L'aide numérique de 500 euros élargie à toutes les TPE
Plusieurs dispositifs sont en place pour aider les commerçants dans ce sens. Le gouvernement réserve notamment une enveloppe de 120 millions d'euros à la numérisation des TPE dans le cadre du plan de relance. Annoncée fin janvier 2021, une aide de 500 euros est ainsi prévue pour ces entreprises. Initialement réservée aux TPE fermées administrativement lors du second confinement et aux hôtels, et face à des sollicitations peu nombreuses, l'aide a été étendue le 12 avril à toutes les entreprises de moins de onze salariés, tous secteurs d'activité confondus et ce, jusqu'au 30 juin 2021. Ainsi, sur justification d'une ou plusieurs factures de dépenses de numérisation (site e-commerce, contenus en ligne, service de paiement en ligne, visibilité internet…) à hauteur de 450 euros et datées entre le 30 octobre 2020 et le 30 juin 2021, ces TPE peuvent bénéficier de cette aide.
"Est-ce qu'on pourra mutualiser ces sommes par exemple dans des fédérations de commerçants ? Est-ce que cet apport suffira pour avoir une vraie visibilité en ligne et couvrir les besoins de formation ?", a questionné Nadjoua Belhadef, adjointe au maire de Dijon, en charge du commerce et de l'artisanat.
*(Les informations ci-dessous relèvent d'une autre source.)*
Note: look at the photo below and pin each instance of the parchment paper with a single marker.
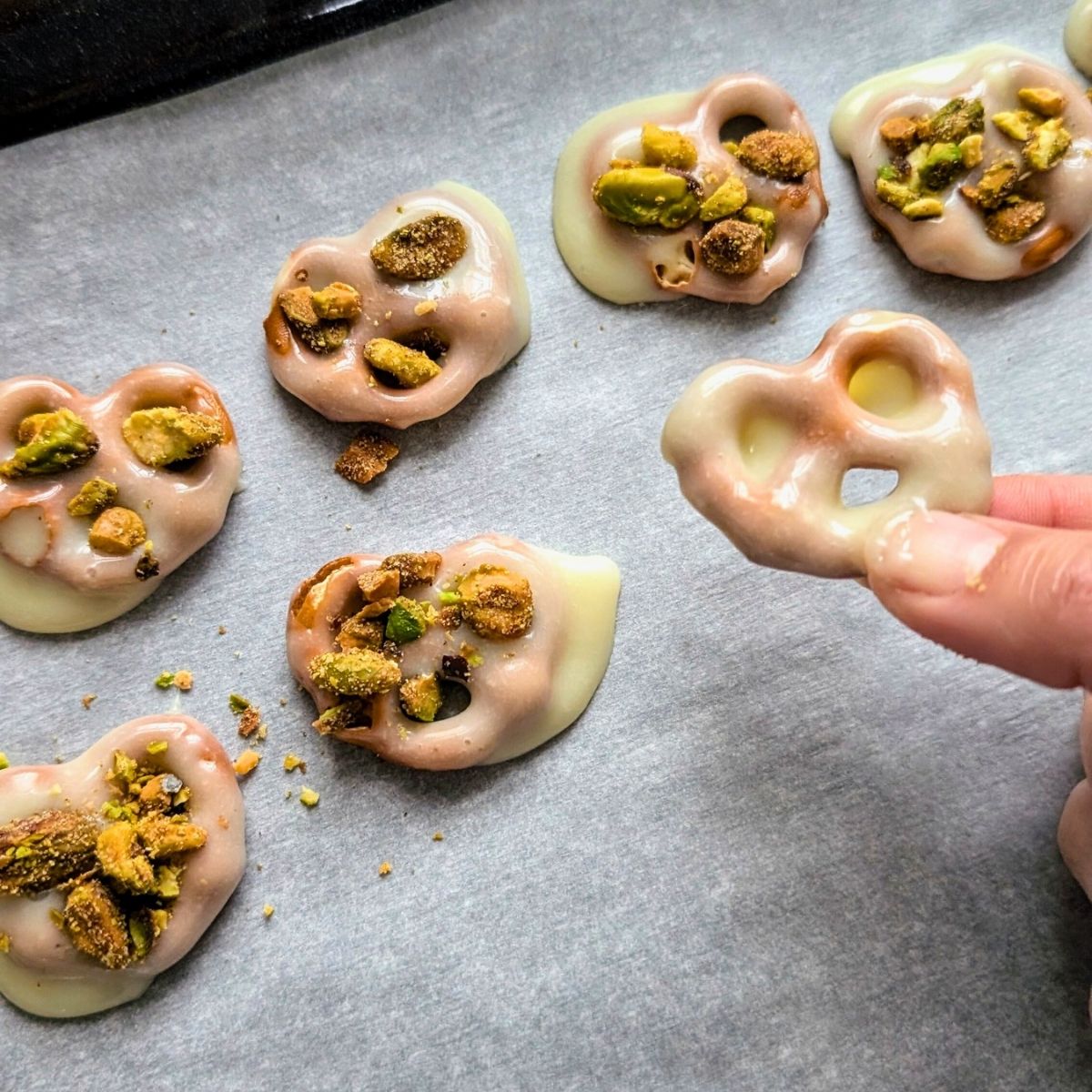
(790, 845)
La ville n'a, comme d'autres collectivités, pas attendu le plan de relance et cette aide numérique pour aider les commerçants. Dijon a notamment créé une plateforme "Shop in Dijon" avec la fédération des commerçants locaux.
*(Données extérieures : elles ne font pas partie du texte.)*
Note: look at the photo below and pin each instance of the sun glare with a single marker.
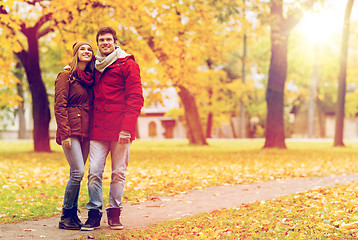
(323, 25)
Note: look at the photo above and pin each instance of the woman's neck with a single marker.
(82, 65)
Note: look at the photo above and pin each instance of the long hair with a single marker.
(74, 64)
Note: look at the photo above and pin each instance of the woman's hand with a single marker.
(66, 143)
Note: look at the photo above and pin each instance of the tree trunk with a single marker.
(275, 133)
(21, 134)
(40, 103)
(194, 127)
(338, 137)
(209, 125)
(242, 104)
(21, 113)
Le numérique pour gérer les stocks et les flux dans l'espace public
D'autres collectivités ont fait part de leurs initiatives, comme la ville de Cannes qui a recruté un community manager qui se déplace chez les commerçants pour les aider dans leur digitalisation, voire même les accompagner dans le remplissage des dossiers de financement. Pour sa part, Bayonne a mis en place durant la crise sanitaire un local dédié à tous les producteurs locaux, qui ont mutualisé les transports de marchandises, soulevant aussi la question de la logistique et du dernier kilomètre.
Mais au-delà de la visibilité et du chiffre d'affaires complémentaire qu'il peut générer, Alain Griset voit dans le numérique d'autres usages : une meilleure gestion des stocks, une analyse plus fine des marges, une amélioration des flux dans les espaces publics pour améliorer aussi l'expérience client… "Et l'exploitation de la trace numérique du visiteur dans une ville peut permettre d'affiner les stratégies d'implantations des services et des activités commerciales", a précisé le ministre, concluant que "collectivement, il y a encore pas mal de travail pour utiliser tous les atouts du numérique".
Le rapport de Centre-Ville en mouvement est prévu à l'issue du Printemps du numérique. Viendront ensuite les Universités d'été du centre-ville et du commerce, prévues les 6 et 7 juillet 2021.